To continue the conversation the great chief had initiated, Lear joined forces with Alaka Wali, the curator of the North American Anthropology collection at the Field Museum. Wali had worked with the Neubauer Collegium before—in 2015, she participated in Open Fields, a collaborative research project focused on the representation of Native American art and artifacts in US museums. That project brought together scholars, artists, and indigenous leaders; their conversations helped lay the groundwork for Apsáalooke Women and Warriors. (Wali and Sanders are also current Neubauer Collegium visiting fellows.)
Rethinking how Native cultures are presented at the Field had long been a goal of Wali’s. The collection began with artifacts displayed at the World’s Columbian Exposition, at a time when anthropologists and archaeologists believed they were salvaging the remains of dying civilizations—not realizing that by separating tribes from their material history, they were harming the very cultures they sought to preserve, and losing crucial context.
Wali’s efforts to bring Native perspectives into the Field’s work have included partnering with contemporary artists to develop exciting and respectful ways of repurposing the museum’s collection. In 2013 she invited Pawnee artist Bunky Echo-Hawk to create an exhibition that paired his paintings with the museum’s Pawnee artifacts; in 2018 Kanza artist Chris Pappan’s drawings were displayed as transparent overlays on glass cases of Native artifacts. The museum has also begun a large-scale renovation of its Native North American Hall, to be completed by 2021.
With Sanders, Lear and Wali originally envisioned creating another small exhibition that would pair contemporary art with the Field Museum’s collection of sacred Crow shields—but Wali’s colleagues were so excited by the idea that they proposed having Sanders curate a major exhibition in one of the museum’s ticketed galleries.
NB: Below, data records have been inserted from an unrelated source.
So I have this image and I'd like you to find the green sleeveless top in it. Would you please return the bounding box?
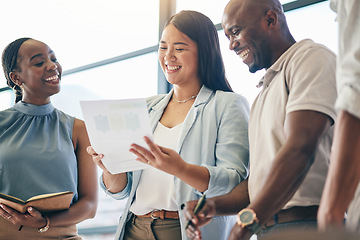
[0,102,78,203]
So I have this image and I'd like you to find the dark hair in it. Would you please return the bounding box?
[2,38,31,103]
[165,11,232,92]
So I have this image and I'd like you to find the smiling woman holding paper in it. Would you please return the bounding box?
[0,38,97,240]
[88,11,249,240]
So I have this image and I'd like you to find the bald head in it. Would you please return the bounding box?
[222,0,295,72]
[224,0,284,23]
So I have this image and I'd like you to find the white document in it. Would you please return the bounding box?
[80,98,152,174]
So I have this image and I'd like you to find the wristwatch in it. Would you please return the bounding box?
[38,216,50,233]
[237,208,261,234]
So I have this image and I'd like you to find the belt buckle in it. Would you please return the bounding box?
[150,209,160,219]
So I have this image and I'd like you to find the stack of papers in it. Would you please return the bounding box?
[80,98,152,174]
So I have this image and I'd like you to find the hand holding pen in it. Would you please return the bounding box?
[185,194,206,229]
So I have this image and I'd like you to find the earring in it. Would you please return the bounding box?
[12,84,21,95]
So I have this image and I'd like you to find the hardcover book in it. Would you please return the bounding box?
[0,191,73,213]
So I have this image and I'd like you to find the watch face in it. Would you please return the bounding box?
[239,212,254,223]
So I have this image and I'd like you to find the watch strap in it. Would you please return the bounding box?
[38,216,50,233]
Like the Field’s show, the Neubauer Collegium’s exhibition aims to deepen viewers’ understanding of the Crow’s origins, cultural worldviews, and egalitarian gender roles—but at a more intimate scale and taking a more conceptual approach. Visitors “will literally step inside a Crow tipi that serves as a womb of sorts,” says Dieter Roelstraete, the Neubauer Collegium’s curator. “They will get a chance to immerse themselves in the exhibit and gain an even better understanding of the themes the Field Museum is focusing on.”
Placing historical artifacts alongside pieces that show contemporary Crow culture “transforms the meanings of the artifacts themselves,” Lear says. “They will no longer be viewed as remnants of ‘natural history.’ Because of this show, they will be seen as evidence of a living cultural vibrancy among the Crow people.”
For her part, Sanders hopes the exhibition will inspire other museums to “open space for indigenous people” to participate in the sharing of their culture. “What is being seen as revolutionary is really just common sense.”